Идти одному не хотелось, а Витька всё твердил, что Требухашке нужен уход или что-то вроде того. Оставить её он отказывался наотрез, а мне нужен был свой доктор Ватсон, свой Робин или свой Марти Макфлай. Кто-то, кто выручит, если что-то пойдёт не так. Если кто-то вспылит. Если кто-то выхватит кастет, когда выхватывать его не нужно.
— А может? — спросил я у друга. Тот драил газовую плитку от десятилетней грязи, даже фартук натянул. И где он его нашёл? Червяк молчал, завернутый в листья, как капуста.
— Осстанусь с Т-требухашкой. Т-т-т-так надо.
По его тону я понял, что уговаривать бесполезно, а применять силу бессмысленно.
— Ладно. Как хочешь.
— Н-н-н-н… — замотал головой Витька и пальцем в меня тыкал.
— Что? — я посмотрел на кастет. — Что не так?
— Н-н-не бери. Зачем? Ты и так ссссправляешься!
— Пойдёшь со мной?
Он показал, что нет.
— Тогда извини. Мне нужен друг и поддержка. Пусть будет этот… свинцовый друг.

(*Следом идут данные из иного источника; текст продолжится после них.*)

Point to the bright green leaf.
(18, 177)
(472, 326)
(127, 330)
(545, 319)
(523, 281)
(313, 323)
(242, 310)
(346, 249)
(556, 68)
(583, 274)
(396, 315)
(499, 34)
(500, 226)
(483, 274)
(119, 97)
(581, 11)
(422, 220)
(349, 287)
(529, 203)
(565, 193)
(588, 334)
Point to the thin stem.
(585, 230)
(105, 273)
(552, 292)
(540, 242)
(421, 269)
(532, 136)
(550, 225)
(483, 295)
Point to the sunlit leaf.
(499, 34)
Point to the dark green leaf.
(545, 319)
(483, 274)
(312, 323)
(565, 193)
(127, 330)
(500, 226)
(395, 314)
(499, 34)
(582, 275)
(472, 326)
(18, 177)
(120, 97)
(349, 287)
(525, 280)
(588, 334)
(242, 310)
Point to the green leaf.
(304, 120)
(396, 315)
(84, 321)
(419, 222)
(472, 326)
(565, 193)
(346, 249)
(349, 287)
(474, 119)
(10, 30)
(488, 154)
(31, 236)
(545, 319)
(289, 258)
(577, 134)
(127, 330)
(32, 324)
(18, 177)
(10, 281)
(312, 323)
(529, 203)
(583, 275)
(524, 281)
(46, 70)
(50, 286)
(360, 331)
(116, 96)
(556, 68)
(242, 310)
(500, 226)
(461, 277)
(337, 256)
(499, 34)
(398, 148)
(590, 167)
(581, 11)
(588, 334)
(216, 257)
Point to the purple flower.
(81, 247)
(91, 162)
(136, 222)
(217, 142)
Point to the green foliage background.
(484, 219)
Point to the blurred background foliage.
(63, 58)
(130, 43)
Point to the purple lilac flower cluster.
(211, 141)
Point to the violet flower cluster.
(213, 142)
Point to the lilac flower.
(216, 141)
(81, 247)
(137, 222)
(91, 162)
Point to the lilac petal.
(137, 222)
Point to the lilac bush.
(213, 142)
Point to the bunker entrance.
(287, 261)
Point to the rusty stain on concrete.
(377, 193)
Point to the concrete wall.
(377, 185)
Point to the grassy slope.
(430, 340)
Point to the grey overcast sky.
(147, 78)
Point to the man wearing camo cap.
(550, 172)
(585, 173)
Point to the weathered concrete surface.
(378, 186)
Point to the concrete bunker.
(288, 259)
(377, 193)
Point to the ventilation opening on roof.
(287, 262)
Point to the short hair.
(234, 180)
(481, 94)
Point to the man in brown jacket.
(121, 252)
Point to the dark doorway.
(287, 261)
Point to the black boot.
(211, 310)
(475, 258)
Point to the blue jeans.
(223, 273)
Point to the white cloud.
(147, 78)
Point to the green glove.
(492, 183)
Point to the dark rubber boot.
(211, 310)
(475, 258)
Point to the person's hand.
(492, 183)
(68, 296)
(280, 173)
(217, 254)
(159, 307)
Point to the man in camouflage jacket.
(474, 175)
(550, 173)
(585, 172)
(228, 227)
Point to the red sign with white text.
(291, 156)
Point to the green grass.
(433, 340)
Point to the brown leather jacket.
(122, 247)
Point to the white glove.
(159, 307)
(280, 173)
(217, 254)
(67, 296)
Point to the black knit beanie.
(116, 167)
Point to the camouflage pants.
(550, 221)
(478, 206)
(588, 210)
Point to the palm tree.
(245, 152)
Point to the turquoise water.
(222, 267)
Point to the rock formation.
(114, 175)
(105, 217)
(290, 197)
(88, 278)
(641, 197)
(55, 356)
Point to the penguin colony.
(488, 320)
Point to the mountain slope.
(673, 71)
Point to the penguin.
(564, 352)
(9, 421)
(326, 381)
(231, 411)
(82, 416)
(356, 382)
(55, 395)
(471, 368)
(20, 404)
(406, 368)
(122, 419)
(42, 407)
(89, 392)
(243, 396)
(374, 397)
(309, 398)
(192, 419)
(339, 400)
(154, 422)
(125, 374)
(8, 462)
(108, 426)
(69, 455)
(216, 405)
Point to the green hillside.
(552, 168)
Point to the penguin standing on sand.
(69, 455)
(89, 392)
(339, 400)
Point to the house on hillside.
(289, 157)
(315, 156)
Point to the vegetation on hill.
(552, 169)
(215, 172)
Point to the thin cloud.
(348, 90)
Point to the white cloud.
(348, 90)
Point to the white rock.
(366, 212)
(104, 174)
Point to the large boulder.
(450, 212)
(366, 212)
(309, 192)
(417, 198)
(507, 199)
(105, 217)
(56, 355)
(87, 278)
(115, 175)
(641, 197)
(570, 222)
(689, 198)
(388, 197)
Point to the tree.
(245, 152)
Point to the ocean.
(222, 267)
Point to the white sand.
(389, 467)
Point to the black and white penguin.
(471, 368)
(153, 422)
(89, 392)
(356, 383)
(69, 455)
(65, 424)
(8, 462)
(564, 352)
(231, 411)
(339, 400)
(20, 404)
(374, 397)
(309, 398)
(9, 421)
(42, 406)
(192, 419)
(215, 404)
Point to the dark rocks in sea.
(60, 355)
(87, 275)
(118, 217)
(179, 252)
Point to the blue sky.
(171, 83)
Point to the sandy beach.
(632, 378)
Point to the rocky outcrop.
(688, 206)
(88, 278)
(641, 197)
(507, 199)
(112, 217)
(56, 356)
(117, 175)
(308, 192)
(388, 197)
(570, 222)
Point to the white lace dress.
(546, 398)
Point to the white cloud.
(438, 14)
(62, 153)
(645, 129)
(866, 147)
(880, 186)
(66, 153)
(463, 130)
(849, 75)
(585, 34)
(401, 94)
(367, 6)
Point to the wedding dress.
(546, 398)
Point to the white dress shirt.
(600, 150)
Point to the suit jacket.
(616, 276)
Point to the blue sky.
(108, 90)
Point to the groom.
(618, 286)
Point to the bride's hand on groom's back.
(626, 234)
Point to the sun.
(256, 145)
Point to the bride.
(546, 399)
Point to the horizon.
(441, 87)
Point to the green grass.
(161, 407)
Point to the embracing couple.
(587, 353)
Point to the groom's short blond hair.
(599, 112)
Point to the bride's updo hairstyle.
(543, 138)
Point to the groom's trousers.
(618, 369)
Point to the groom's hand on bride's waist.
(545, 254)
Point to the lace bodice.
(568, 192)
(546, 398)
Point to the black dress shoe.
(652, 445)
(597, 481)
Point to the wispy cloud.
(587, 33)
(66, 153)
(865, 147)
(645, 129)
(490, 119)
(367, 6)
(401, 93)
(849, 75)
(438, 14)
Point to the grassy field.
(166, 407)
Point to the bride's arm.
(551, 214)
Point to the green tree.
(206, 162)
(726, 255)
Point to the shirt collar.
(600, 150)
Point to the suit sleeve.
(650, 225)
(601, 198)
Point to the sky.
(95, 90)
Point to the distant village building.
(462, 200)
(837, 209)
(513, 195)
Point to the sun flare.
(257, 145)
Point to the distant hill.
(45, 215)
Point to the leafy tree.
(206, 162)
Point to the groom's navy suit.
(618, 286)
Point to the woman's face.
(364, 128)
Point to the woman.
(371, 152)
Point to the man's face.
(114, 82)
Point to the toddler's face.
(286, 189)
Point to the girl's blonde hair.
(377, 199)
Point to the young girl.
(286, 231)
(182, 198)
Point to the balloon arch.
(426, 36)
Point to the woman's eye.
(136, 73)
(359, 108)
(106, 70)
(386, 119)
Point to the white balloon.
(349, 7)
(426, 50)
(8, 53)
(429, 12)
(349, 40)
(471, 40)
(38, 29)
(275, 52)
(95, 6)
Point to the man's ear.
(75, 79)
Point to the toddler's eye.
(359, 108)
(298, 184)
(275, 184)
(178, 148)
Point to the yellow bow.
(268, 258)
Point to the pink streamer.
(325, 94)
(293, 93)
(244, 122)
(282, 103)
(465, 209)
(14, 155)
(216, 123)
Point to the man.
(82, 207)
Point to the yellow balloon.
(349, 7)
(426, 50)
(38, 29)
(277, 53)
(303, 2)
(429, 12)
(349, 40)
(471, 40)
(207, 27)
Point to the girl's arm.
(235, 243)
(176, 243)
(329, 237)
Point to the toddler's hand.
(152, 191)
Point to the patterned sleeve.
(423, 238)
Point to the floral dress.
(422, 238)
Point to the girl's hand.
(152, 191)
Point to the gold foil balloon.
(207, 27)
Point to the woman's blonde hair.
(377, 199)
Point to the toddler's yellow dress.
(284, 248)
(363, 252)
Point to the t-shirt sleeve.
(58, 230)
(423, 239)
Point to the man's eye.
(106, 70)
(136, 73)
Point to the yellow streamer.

Друг больше не пытался отговаривать. Знает, что бесполезно, а если будет настаивать, то может и в бубен прилететь. Он же видел, как я на работе одному прописал, которому песни не нравились, которые я слушал.
Я ведь даже не в колонках своего Цоя включал, а просто на телефоне, когда чем-то скучным занимался, типа уборки или готовки еды. А этот говноед каждый раз врывался и какие-то замечания делал: «Вы тут не одни», «Не всем нравится русский рок» или «Дай людям поспать».
В общем, однажды мы с Витькой картошку чистили, и снова нервный Славик начал пениться насчёт включённого «Миража». Он даже не понимал, что это не рок. Пришлось ему втащить, а Витька по мере сил успокаивал сначала меня, а потом и его. Даже лёд пострадавшему к синякам прикладывал. То, что у меня костяшки на кулаках болели, его не беспокоило.
Поэтому и сейчас он предпочёл не спорить. Я кастет в задний карман спрятал и отправился на прогулку. Без напарника.
На пороге он догнал меня.
— П-постой.
— Что?
Сунул мне в руку серебряные щипчики и ушёл. Ну, ладно.